Wal-Mart is taking a "measured approach" in Canada, Gallagher says. "We're not in a hurry to roll it out chain-wide. We're learning from what they've done in the United States. We know RFID will help us to improve on-shelf availability for our customers. But we'd rather be right than fast."

This measured approach to international rollouts reflects the reality that the technology is not simple to deploy under any conditions. International rollouts are complicated by varying regulations governing the use of the ultrahigh-frequency spectrum and differences in supply chains, relationships with suppliers, privacy laws and other issues.

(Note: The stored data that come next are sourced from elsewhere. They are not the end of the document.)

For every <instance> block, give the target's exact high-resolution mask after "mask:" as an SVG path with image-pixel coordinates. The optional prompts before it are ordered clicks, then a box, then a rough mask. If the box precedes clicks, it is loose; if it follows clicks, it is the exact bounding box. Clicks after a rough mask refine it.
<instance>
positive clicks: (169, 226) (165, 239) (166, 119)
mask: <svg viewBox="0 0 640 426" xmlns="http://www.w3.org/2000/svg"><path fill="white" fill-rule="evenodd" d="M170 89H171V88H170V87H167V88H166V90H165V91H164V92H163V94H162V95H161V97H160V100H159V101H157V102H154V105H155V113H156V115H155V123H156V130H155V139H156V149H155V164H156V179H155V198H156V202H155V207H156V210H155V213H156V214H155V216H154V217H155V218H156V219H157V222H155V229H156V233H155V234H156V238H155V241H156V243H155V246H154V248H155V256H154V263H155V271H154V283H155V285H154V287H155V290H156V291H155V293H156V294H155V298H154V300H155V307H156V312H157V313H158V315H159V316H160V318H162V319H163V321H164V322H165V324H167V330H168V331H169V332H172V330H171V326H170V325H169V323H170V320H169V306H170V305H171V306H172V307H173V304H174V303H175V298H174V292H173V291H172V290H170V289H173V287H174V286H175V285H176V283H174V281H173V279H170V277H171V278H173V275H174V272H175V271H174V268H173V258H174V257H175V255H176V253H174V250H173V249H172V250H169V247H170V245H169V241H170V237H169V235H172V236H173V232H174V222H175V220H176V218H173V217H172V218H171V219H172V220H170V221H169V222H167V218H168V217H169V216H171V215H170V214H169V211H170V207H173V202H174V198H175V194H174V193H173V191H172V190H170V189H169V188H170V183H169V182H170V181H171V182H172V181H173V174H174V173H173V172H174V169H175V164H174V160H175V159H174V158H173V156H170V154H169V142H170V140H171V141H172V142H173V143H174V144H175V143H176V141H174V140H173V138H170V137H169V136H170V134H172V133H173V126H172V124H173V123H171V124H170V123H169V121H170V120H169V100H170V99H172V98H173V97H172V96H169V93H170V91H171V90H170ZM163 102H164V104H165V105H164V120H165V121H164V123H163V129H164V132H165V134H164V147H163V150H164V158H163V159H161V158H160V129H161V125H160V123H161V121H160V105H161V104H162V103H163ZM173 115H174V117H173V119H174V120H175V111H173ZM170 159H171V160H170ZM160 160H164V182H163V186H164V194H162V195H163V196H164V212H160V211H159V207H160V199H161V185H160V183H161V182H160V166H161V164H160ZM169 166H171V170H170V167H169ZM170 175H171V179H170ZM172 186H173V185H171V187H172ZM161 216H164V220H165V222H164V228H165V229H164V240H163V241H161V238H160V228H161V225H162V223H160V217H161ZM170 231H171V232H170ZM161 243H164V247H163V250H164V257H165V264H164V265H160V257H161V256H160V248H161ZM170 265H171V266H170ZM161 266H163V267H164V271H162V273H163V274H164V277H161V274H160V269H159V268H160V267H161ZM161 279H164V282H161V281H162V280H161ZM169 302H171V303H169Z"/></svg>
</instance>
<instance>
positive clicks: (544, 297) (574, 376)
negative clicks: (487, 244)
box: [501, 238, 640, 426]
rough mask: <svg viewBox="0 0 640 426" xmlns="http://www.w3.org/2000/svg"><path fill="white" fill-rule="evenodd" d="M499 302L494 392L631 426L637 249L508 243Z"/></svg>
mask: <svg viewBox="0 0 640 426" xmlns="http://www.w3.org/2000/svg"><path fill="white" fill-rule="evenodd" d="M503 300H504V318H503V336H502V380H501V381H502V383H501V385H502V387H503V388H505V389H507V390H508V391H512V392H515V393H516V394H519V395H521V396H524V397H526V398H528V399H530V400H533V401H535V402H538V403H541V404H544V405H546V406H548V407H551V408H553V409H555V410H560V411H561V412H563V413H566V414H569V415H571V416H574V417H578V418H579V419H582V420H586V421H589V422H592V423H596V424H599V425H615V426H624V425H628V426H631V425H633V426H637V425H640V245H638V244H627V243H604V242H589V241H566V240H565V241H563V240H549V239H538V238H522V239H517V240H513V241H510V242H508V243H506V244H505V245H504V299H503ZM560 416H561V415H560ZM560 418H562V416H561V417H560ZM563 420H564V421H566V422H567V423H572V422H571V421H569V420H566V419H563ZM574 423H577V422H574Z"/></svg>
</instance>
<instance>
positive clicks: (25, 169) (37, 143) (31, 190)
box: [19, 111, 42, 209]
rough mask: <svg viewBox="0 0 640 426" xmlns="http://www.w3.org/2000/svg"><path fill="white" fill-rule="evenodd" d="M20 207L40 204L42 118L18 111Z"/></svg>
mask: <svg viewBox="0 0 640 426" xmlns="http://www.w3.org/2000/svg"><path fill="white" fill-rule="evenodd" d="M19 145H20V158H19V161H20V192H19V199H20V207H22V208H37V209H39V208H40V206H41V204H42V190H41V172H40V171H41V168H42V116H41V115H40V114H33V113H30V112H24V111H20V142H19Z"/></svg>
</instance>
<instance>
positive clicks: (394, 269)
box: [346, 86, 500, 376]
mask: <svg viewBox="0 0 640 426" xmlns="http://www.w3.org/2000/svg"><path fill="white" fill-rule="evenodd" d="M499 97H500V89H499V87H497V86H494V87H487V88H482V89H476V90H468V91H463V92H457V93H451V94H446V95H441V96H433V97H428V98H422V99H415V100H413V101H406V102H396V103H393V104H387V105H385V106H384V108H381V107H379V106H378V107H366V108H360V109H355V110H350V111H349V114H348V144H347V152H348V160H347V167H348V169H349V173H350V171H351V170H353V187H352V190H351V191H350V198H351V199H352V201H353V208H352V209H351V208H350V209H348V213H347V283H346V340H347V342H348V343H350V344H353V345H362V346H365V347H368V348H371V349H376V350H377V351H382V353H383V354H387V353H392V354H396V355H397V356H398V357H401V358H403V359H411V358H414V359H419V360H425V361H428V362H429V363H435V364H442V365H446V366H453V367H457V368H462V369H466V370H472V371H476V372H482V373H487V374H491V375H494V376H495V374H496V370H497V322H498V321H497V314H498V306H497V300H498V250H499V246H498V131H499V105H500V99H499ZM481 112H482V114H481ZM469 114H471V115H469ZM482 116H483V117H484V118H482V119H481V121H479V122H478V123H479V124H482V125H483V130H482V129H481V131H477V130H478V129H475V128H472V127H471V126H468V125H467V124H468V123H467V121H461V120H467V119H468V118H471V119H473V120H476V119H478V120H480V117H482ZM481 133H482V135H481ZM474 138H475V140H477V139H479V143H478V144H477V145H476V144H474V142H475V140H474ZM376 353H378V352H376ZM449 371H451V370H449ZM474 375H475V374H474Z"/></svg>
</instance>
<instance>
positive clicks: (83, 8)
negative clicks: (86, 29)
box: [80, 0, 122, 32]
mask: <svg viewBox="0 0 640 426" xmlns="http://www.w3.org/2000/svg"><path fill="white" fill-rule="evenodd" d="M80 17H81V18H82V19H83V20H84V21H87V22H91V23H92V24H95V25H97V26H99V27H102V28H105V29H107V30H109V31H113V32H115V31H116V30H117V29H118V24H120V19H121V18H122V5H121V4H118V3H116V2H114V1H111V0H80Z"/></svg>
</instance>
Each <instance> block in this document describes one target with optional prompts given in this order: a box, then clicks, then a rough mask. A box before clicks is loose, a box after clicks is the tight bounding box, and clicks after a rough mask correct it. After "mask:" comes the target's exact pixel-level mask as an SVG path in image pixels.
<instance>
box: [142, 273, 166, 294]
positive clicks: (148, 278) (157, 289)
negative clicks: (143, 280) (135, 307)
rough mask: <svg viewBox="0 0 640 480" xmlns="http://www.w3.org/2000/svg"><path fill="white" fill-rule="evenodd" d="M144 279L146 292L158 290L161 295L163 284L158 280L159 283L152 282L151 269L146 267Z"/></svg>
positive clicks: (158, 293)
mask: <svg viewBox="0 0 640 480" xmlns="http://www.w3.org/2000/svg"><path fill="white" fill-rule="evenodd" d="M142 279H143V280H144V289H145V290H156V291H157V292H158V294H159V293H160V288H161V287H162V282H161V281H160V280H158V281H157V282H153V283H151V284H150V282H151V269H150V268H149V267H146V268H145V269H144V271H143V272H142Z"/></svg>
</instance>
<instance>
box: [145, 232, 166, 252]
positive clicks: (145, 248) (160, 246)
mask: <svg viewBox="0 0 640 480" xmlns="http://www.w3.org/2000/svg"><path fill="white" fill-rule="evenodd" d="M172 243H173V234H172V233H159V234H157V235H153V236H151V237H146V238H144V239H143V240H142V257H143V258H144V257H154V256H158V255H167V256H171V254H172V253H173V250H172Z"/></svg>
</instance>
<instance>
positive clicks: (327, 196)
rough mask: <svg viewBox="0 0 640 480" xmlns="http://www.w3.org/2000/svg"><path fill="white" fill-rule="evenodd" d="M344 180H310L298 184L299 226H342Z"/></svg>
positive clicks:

Still, it's likely that other retailers around the world will scrutinize Wal-Mart's pilot in Canada. They know that Wal-Mart has focused on international expansion in recent years. In December, Wal-Mart acquired a majority interest in Seiyu, a leading Japanese retail chain with 405 stores. The same month, Wal-Mart announced the acquisition of 140 Sonae stores in Brazil. And Wal-Mart Canada confirmed the company would build new stores next year.

Last September, Wal-Mart purchased a one-third interest in Central American Retail Holding Co. (CARHCO), with 363 supermarkets and other stores in Costa Rica, El Salvador, Guatemala, Honduras and Nicaragua. In March, Wal-Mart increased its interest to 51 percent and changed CARHCO's name to Wal-Mart Central America. Wal-Mart also announced that it plans to open 230 new international stores by Jan. 31, 2007.

Wal-Mart International operates more than 2,650 retail stores and employs more than 500,000 associates in Argentina, Brazil, Canada, China, Costa Rica, El Salvador, Germany, Guatemala, Honduras, Japan, Mexico, Nicaragua, Puerto Rico and the United Kingdom. The retailer doesn't have a dominant position in any international retail market, the way it does in the United States. But Wal-Mart's international stores purchase goods in 70 countries, so the introduction of RFID in its international supply chain could give it a competitive advantage in overseas markets and improve the profitability of these operations.

One thing is clear: If Wal-Mart starts to roll out RFID internationally, it would spur adoption among local suppliers and encourage other retailers in those markets to begin exploring the technology. Loblaw Companies—Canada's largest food distributor and a provider of general merchandise and drugstore products—has already launched an RFID pilot.